Lacan n’a pas supporté

Typique de la « révolution de Mai », la transformation des relations entre enseignants et enseignés a pris corps à Vincennes. Mais l’autogestion n’était pas du goût de tous.

Claude-Marie Vadrot  • 30 avril 2008 abonné·es

À VINCENNES, TOUT ÉTAIT NOUVEAU : à commencer par le personnel administratif et technique, venu très majoritairement sur la base du volontariat et de l’engagement dans une expérience. Beaucoup y ont changé de vie, certains y ont repris des études et quelques-uns sont devenus enseignants. Contractuels, longtemps mal payés, en général partie prenante des effervescences et des batailles politiques, ils ont peu à peu été intégrés dans la Fonction publique, notamment après l’arrivée de la gauche au pouvoir. Ce qui ne simplifia pas toujours les relations avec les « vrais » fonctionnaires qui avaient fini par être nommés à Paris-VIII, certains ayant l’impression d’avoir débarqué chez les Martiens.

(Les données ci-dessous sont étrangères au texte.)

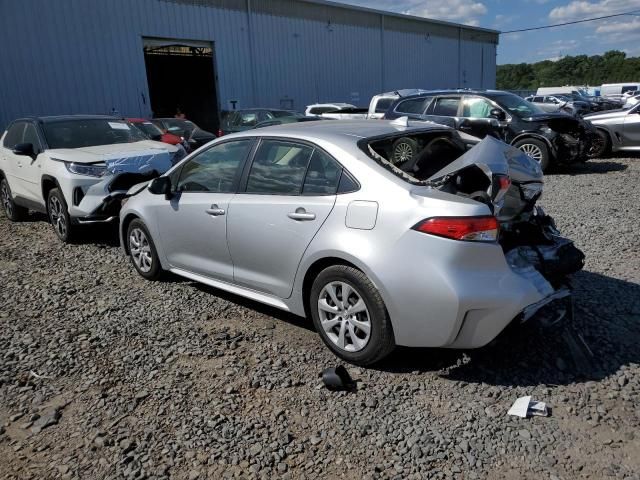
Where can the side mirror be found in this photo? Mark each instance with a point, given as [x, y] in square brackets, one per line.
[497, 114]
[161, 186]
[25, 149]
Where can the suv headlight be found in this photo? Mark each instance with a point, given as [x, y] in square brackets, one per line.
[88, 169]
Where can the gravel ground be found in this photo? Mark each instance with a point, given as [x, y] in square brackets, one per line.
[105, 375]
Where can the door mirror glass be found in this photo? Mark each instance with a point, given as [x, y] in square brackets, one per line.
[497, 114]
[24, 149]
[161, 186]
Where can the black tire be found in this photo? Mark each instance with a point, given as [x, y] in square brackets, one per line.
[14, 212]
[600, 145]
[530, 145]
[59, 218]
[145, 262]
[380, 341]
[404, 150]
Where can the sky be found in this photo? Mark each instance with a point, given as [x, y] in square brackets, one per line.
[620, 33]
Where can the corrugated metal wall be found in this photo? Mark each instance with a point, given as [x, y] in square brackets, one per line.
[85, 56]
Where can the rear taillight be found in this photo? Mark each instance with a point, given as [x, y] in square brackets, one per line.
[474, 229]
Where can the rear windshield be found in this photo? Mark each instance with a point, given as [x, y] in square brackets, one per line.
[429, 153]
[90, 133]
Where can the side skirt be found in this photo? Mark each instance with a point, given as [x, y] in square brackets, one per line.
[235, 289]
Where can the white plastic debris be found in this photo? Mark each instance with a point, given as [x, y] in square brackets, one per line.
[525, 407]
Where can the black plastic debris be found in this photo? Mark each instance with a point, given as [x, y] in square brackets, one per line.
[337, 379]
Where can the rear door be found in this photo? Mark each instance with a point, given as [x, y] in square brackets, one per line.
[631, 132]
[193, 224]
[290, 189]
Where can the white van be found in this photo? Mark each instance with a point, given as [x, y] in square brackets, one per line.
[608, 89]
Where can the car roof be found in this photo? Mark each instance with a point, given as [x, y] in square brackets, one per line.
[340, 132]
[66, 118]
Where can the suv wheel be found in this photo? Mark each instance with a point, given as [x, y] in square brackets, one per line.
[536, 149]
[59, 216]
[14, 212]
[350, 315]
[403, 150]
[142, 251]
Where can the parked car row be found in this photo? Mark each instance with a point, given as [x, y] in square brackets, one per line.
[298, 216]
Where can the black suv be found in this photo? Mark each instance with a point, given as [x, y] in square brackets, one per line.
[547, 137]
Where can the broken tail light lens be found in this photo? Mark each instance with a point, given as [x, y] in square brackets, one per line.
[472, 229]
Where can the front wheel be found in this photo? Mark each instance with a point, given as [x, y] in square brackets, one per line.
[600, 145]
[59, 216]
[350, 316]
[14, 212]
[536, 149]
[142, 251]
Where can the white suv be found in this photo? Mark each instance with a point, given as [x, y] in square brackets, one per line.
[76, 169]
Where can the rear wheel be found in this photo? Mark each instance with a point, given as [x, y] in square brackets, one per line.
[59, 216]
[14, 212]
[350, 316]
[536, 149]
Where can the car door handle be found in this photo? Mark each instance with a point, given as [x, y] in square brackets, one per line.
[215, 211]
[301, 215]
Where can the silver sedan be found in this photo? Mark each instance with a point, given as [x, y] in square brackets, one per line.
[315, 219]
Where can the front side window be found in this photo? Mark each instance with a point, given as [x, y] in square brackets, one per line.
[414, 106]
[90, 133]
[476, 107]
[446, 107]
[279, 168]
[14, 135]
[215, 170]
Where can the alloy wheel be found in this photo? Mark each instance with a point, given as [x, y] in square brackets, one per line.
[344, 316]
[402, 153]
[6, 199]
[140, 249]
[533, 151]
[57, 216]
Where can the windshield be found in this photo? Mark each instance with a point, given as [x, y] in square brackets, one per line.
[90, 133]
[517, 106]
[180, 127]
[149, 129]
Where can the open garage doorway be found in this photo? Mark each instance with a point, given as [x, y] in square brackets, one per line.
[181, 75]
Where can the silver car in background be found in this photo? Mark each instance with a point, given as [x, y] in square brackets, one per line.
[444, 250]
[619, 130]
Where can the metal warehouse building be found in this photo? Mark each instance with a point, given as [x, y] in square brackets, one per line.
[144, 57]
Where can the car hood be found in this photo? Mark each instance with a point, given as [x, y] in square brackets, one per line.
[101, 153]
[606, 115]
[139, 157]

L’existence d’une crèche et d’une école maternelle (aujourd’hui disparues) a longtemps facilité la vie de ces intérimaires de la Fonction publique qui inventaient en permanence de nouvelles tâches et occupaient des postes qui ne leur auraient pas été confiés ailleurs. Pourtant, nul n’étant parfait, rappelait récemment avec ironie un vieil enseignant de Paris-VIII, « si beaucoup n’ont jamais compté leurs heures au service de la fac, d’autres étaient rarement à l’heure à la fac ». Mais leur bilan est globalement positif, et l’université leur doit une large part de ses originalités, de sa longévité et, surtout, de sa résistance aux difficultés. Notamment au moment du déménagement d’août 1980, qui fut souvent un calvaire, racontent ceux qui l’ont organisé et vécu.

Le destin de Denis Gautheyrie, par ­exemple, symbolise bien la singularité des personnels de Vincennes. En liaison avec le département musique, il anime à la fois les services généraux et une célèbre chorale, « Soli tutti », en résidence à l’université. De même, Christian Lemeunier faisant vivre une milonga de tango en marge de son poste de technicien vidéo. ­Nombreux vivaient des histoires semblables.

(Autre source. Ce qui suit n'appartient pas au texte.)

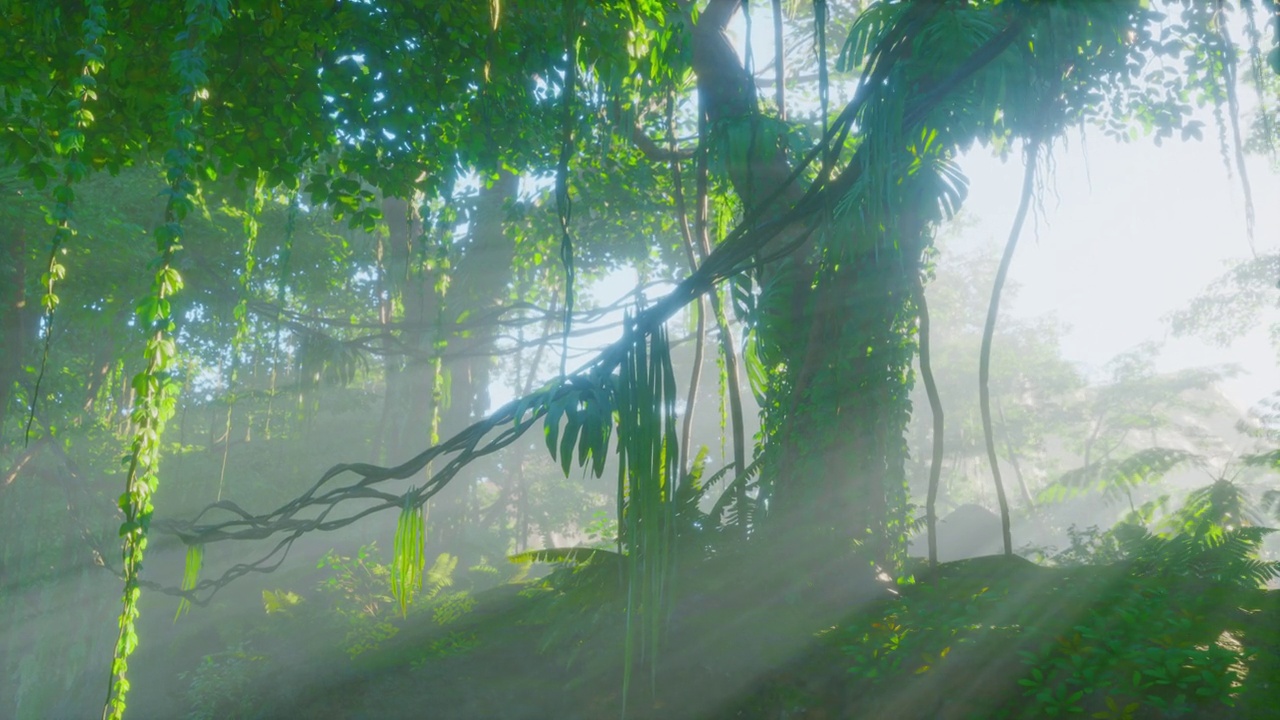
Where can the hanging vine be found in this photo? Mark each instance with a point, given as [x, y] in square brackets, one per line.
[155, 404]
[563, 204]
[71, 146]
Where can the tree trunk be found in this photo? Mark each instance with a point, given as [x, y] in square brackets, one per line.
[839, 410]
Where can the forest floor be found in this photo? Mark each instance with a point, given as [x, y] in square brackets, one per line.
[973, 639]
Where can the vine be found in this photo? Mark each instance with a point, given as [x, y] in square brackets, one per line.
[71, 145]
[155, 314]
[250, 217]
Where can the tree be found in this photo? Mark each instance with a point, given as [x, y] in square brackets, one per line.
[376, 112]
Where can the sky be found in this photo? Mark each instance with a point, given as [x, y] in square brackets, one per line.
[1130, 232]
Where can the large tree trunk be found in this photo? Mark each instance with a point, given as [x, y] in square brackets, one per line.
[839, 411]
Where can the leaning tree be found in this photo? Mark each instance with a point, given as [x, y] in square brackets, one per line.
[375, 110]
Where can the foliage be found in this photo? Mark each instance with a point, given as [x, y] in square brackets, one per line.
[222, 686]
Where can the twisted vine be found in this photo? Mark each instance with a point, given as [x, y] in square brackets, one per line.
[71, 145]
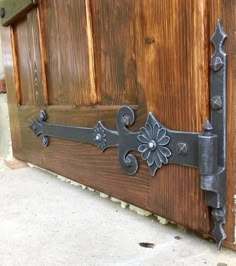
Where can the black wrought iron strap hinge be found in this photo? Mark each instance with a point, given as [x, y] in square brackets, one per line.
[159, 145]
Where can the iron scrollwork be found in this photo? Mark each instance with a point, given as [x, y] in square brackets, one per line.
[159, 145]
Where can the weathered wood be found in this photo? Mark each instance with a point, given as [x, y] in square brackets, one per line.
[68, 60]
[114, 46]
[11, 94]
[150, 54]
[226, 12]
[15, 9]
[2, 86]
[172, 65]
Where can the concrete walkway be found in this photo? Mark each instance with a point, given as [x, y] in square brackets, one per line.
[47, 222]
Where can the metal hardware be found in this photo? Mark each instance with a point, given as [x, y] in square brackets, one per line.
[159, 145]
[2, 12]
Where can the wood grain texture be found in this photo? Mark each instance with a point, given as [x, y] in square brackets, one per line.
[6, 35]
[28, 57]
[151, 54]
[172, 66]
[225, 10]
[15, 9]
[114, 45]
[74, 160]
[64, 26]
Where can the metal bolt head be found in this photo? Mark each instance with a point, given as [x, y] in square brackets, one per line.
[182, 148]
[216, 63]
[128, 162]
[2, 12]
[42, 115]
[45, 141]
[126, 120]
[152, 145]
[98, 137]
[216, 103]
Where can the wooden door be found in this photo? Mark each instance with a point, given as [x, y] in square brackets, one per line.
[81, 60]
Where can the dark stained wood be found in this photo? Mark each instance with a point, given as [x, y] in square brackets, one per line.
[92, 57]
[226, 11]
[15, 9]
[2, 86]
[115, 60]
[172, 66]
[68, 64]
[74, 160]
[28, 56]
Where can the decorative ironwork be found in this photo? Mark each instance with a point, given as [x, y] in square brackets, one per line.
[159, 145]
[154, 139]
[100, 136]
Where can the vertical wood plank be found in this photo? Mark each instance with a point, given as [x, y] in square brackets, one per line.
[93, 91]
[34, 57]
[225, 10]
[22, 54]
[43, 58]
[172, 67]
[115, 61]
[69, 70]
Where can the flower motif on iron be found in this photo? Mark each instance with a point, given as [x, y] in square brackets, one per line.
[154, 139]
[99, 136]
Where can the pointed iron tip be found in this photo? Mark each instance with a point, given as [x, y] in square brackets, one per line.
[219, 245]
[219, 27]
[207, 126]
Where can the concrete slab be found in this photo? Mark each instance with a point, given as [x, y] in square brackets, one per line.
[46, 222]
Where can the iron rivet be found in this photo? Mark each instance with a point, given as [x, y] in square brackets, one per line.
[216, 103]
[45, 141]
[126, 120]
[98, 137]
[42, 115]
[182, 148]
[2, 12]
[128, 162]
[216, 63]
[152, 145]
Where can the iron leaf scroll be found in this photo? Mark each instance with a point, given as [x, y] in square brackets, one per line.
[158, 145]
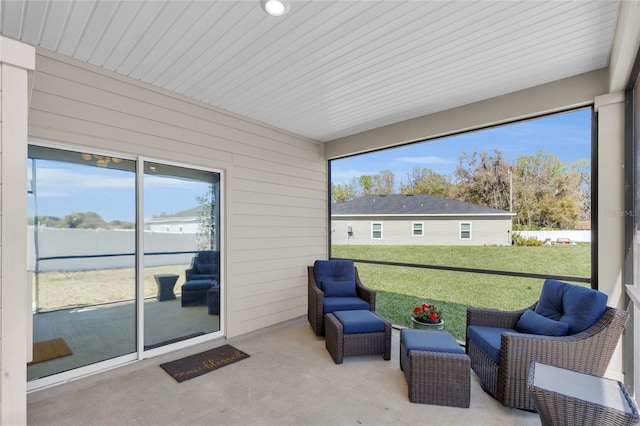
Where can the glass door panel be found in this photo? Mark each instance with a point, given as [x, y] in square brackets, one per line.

Ces personnels vont bientôt cruellement manquer à Paris-VIII, car l’attachement à un établissement et à ce qui lui reste ­aujourd’hui d’originalité, à l’autogestion des tâches, aux rapports familiers avec les enseignants, sont des habitudes qui ne se transmettent pas facilement lorsque les nominations sont surtout dues au hasard.
Hélène Cixous et les témoignages qui jalonnent ce dossier soulignent combien ceux qui, dans les premières années, ont choisi de venir enseigner à Paris-VIII accomplissaient une démarche particulière. Presque tous se rattachaient à l’une des familles de la gauche. Mais, évidemment, une chose est d’accepter, voire de solliciter, intellectuellement la contestation et des rapports rudes avec les étudiants, une autre est de les affronter au quotidien. Jacques Lacan en donna la preuve en quittant une conférence de Paris-VIII pour ne plus jamais y re­mettre les pieds.

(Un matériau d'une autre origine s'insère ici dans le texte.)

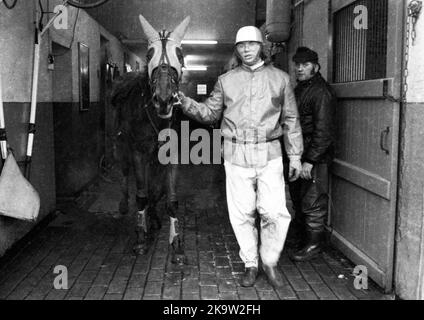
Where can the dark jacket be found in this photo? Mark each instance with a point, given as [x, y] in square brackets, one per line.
[316, 102]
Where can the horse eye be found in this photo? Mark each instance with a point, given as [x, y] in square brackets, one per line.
[150, 54]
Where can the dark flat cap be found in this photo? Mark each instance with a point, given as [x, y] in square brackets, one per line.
[304, 54]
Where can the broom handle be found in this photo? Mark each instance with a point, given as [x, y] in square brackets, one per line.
[31, 126]
[3, 143]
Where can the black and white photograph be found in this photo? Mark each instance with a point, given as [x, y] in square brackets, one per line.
[215, 157]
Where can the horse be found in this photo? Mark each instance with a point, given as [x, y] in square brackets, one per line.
[145, 104]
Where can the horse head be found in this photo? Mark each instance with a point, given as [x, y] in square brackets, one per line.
[164, 64]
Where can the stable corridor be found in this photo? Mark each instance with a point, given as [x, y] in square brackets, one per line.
[94, 242]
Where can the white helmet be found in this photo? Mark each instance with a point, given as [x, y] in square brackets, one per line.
[249, 33]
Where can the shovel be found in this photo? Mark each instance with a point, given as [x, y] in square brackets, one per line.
[18, 198]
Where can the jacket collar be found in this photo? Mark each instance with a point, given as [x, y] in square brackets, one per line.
[307, 83]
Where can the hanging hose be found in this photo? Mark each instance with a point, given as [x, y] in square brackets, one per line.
[10, 6]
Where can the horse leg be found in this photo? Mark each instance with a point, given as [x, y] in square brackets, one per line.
[123, 203]
[175, 241]
[142, 218]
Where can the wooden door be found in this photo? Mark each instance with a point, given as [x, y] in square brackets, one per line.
[366, 68]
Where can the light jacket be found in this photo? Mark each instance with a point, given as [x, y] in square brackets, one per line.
[257, 108]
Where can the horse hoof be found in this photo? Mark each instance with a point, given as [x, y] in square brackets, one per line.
[179, 259]
[140, 249]
[123, 207]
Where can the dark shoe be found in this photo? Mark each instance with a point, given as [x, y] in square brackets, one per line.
[274, 276]
[312, 249]
[249, 277]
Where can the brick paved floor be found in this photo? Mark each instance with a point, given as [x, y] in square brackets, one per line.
[94, 242]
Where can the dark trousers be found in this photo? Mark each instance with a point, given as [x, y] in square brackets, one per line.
[310, 199]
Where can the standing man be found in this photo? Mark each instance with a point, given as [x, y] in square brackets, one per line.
[316, 102]
[257, 106]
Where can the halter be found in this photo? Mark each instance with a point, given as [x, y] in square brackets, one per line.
[164, 37]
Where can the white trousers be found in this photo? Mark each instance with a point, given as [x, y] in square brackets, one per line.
[261, 189]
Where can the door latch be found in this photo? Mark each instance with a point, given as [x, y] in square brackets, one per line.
[384, 140]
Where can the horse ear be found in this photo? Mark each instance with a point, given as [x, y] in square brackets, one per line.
[148, 30]
[180, 31]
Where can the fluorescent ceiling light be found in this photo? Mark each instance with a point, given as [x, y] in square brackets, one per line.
[199, 42]
[195, 68]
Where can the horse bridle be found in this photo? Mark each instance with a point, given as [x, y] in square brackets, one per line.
[164, 37]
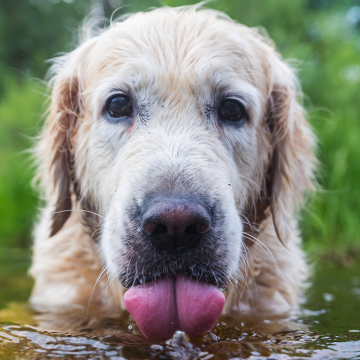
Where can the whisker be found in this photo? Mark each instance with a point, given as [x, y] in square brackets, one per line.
[92, 292]
[261, 245]
[91, 212]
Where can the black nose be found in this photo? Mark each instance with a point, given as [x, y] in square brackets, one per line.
[175, 224]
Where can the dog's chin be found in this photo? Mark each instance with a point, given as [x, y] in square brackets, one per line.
[174, 303]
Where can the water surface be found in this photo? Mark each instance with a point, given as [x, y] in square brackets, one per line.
[328, 327]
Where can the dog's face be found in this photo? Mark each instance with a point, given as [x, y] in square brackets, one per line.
[179, 129]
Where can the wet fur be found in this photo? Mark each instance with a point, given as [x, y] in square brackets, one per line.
[255, 177]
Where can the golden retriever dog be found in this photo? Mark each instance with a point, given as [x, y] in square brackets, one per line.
[173, 162]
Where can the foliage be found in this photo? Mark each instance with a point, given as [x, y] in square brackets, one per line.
[322, 34]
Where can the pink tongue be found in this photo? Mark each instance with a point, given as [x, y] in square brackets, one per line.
[171, 304]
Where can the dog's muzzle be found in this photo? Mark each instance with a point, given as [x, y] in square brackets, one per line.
[177, 244]
[175, 224]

Illustration - Lacan n'a pas supporté


Lacan quitta une conférence et ne revint jamais. / AFP

Et certains enseignants ne résistèrent qu’un ou deux mois, partant dans d’autres universités pour y goûter un peu de calme : même « de gauche », on ne passe pas forcément sans mal du cours magistral au dialogue permanent.

Il fallait de fortes personnalités comme Foucault, Châtelet, Cassen, Deleuze, Cabot, Frioux, Lacoste, Lapassade, Reberioux, Guglielmo ou le Haïtien Manigat pour affronter un partage original du savoir et du savoir-faire. Les plus jeunes, comme les géographes Alain Bué et Françoise Plet, ou encore Michel Royer et Jacques Neefs [^2], jouèrent avec efficacité de leur proximité avec des étudiants parfois à peine moins âgés qu’eux. Le travail de nombreux enseignants fut donc souvent un long combat, plus ou moins réussi, contre eux-mêmes, contre l’atmosphère des cours et de l’université, et contre les explosions des groupes ou groupuscules politiques.

Au moins jusqu’en 1980. Une époque à laquelle les étudiants commencèrent à évoluer : globalement moins contestataires, en partie parce que l’environnement politique et surtout économique commençait à changer, et que jusqu’en 2008 la précarité a peu à peu marqué tout le monde. Et c’est évidemment dans cette population étudiante par définition éphémère que la transmission d’une histoire et d’une tradition est le plus difficile, surtout quand les groupes politiques s’évanouissent et que les syndicats se corporatisent. Même si, comme pour les personnels, certains étudiants sont devenus et deviennent encore des enseignants.

[^2]: Deux énumérations évidemment non limitatives.